Z Algorithm

Input: some string s

Output: An array Z, where every Z[i] = length of the longest substring beginning at position i that matches with a prefix of the string.

Example:

T= A B A A B
Z= 0 0 1 2 0

Naive

// without dp
vector<int> get_z_array(const string &text)
{
    if (text.empty()) return vector<int>();

    vector<int> z_array;
    z_array.reserve(text.length());

    int cur_box_left, cur_box_right;
    int start = 0, z_count = 0;
    char start_char, end_char;

    z_array.push_back(z_count);
    for (int i = 1; i < text.length(); i++) {

        int i_temp = i;
        start_char = text[start];
        end_char = text[i_temp];
        while (start_char == end_char
               && i_temp < text.length()) {
            z_count++;
            start++;
            i_temp++;
            start_char = text[start];
            end_char = text[i_temp];
        }

        z_array.push_back(z_count);
        z_count = start = 0;
    }

    return z_array;
}

In the naive approach, we iterate through the string, and at every position of the original string i, we count the number of times that the current character, matches with the start of the string (++1 as we go). $O(n^2)$

Improved

int longest_sub(const string &text, int start_i, int end_i)
{
    int temp_itr = end_i;
    char start_char = text[start_i];
    char end_char = text[temp_itr];
    int z_count = 0;

    while (start_char == end_char
        && temp_itr < text.length()) {

        z_count++;
        start_i++;
        temp_itr++;

        start_char = text[start_i];
        end_char = text[temp_itr];
    }

    return z_count;
}

// with dp
vector<int> get_z_array_wdp(const string &text)
{
    vector<int> z_array;    
    z_array.reserve(text.length());

    bool dp_next_turn = false;
    z_array.push_back(0);

    for (int i = 1; i < text.length(); i++) {
        if (dp_next_turn) {
            int prev_z_i = *(z_array.end() - 1);

            int z_box_left = i - 1;
            int z_box_right = z_box_left + prev_z_i - 1;

            int z_box_left_ref = 1;
            int z_box_right_ref = prev_z_i - 1;

            int amount_overlap = z_box_left - z_box_right_ref;
            if (amount_overlap < 0) { // there is overlap
                z_box_right -= abs(amount_overlap);
            }

            int j = i;
            for (; j < z_box_right && j < text.length(); j++) {

                int left_z_score_cpy = z_array[z_box_left_ref++];
                if (left_z_score_cpy + j > z_box_right) {
                    // start new comparisons after bound
                    int z_count = longest_sub(text, left_z_score_cpy, j + left_z_score_cpy);
                    z_array.push_back(z_count + left_z_score_cpy);
                }
                else {
                    z_array.push_back(left_z_score_cpy);
                }
            }

            i = j - 1;
            dp_next_turn = false;
        }

        else {
            int z_count = longest_sub(text, 0, i);

            if (z_count > 1) dp_next_turn = true;
            else dp_next_turn = false;

            z_array.push_back(z_count);
        }
    }

    return z_array;
}

int main(int argc, char** argv)
{
    const string test = "aabxaabxcaabxaabxay";
    print(get_z_array_wdp(test));

    const string test2 = "abababbabababc";
    print(get_z_array_wdp(test2));
}

With dynamic programming, the key idea to reduce the algorithm to linear time is to reference previously calculated z-values. The algorithm begins the same way as before. There is a single iteration through the main string, and at every i the z score becomes calculated. If the z score is 1, we can immediately move on to the next character. Otherwise, if the count is greater than 1, we initiate dp then on the next run by initiating a Boolean flag.

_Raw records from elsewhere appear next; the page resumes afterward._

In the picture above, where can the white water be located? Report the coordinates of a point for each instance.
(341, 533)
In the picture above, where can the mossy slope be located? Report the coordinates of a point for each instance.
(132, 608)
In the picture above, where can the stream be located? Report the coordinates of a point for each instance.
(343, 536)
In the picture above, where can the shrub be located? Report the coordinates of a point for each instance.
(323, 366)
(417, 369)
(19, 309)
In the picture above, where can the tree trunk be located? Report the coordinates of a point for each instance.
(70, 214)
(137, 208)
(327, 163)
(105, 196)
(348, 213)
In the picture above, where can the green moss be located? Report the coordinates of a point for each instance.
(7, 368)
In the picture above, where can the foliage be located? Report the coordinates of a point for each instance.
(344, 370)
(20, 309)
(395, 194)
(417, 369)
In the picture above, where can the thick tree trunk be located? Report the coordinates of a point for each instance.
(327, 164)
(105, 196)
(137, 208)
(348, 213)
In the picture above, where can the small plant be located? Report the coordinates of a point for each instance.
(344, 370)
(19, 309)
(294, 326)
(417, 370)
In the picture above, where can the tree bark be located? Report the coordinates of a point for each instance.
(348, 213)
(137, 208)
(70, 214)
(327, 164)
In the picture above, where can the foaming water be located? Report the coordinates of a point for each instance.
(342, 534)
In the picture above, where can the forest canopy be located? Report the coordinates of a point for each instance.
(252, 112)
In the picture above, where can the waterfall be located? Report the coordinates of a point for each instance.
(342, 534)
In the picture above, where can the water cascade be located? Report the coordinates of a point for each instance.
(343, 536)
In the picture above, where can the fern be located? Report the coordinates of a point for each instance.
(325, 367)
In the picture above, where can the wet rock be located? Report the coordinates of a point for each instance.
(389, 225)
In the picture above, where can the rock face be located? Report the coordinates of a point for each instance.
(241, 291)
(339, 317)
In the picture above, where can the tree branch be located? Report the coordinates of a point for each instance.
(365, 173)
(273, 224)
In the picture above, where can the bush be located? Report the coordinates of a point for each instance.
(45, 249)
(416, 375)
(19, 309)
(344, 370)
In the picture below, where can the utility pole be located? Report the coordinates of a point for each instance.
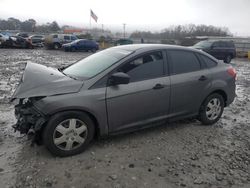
(124, 27)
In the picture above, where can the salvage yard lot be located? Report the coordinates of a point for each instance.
(183, 153)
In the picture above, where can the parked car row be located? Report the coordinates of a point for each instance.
(71, 43)
(220, 49)
(21, 40)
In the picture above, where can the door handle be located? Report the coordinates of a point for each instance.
(158, 86)
(203, 78)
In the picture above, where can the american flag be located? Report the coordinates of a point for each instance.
(92, 14)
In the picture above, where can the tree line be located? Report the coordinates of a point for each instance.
(183, 31)
(29, 25)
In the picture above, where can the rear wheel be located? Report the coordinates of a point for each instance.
(56, 46)
(228, 59)
(68, 133)
(211, 109)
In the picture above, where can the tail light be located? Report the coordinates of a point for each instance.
(232, 72)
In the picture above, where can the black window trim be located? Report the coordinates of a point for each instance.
(171, 63)
(204, 63)
(140, 55)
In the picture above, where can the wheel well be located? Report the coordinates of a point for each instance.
(92, 117)
(223, 94)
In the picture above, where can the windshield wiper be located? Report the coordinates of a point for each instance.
(61, 70)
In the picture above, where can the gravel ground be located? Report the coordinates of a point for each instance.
(180, 154)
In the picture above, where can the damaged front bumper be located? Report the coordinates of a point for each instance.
(29, 119)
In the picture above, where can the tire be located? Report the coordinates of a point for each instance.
(73, 49)
(228, 59)
(56, 46)
(211, 109)
(93, 50)
(68, 133)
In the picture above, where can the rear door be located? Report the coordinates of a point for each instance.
(145, 98)
(190, 82)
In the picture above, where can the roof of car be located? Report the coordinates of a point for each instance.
(135, 47)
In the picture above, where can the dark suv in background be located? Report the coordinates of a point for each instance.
(222, 50)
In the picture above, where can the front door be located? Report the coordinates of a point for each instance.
(145, 98)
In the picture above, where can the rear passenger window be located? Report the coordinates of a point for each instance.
(66, 38)
(183, 61)
(209, 62)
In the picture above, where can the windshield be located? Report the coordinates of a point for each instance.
(204, 44)
(96, 63)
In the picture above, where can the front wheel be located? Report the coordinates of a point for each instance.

With dp, we reference the previous z scores to determine the one that follows next (rather than recalculating it). Even though there is a second loop, the progress is still linear because i is set back to where j made progress (j - 1). The caveat we have to check for is if z score we are referencing plus the current index exceeds the right bound of the z box, then we'd have to perform additional calculations to find the final z score. This means that the z score we are referencing is guaranteed to be the lower bound for this z score we want, but the moment it exceeds the right bound of the z box, then it could potentially mean that the first character after the bound can additionally match, so we have to check for that. We begin, however, at the distance from the string that is the minimum z score (lower bound). So again, the progress is still linear. Otherwise, if there is no complication, we can simply use the corresponding the z score.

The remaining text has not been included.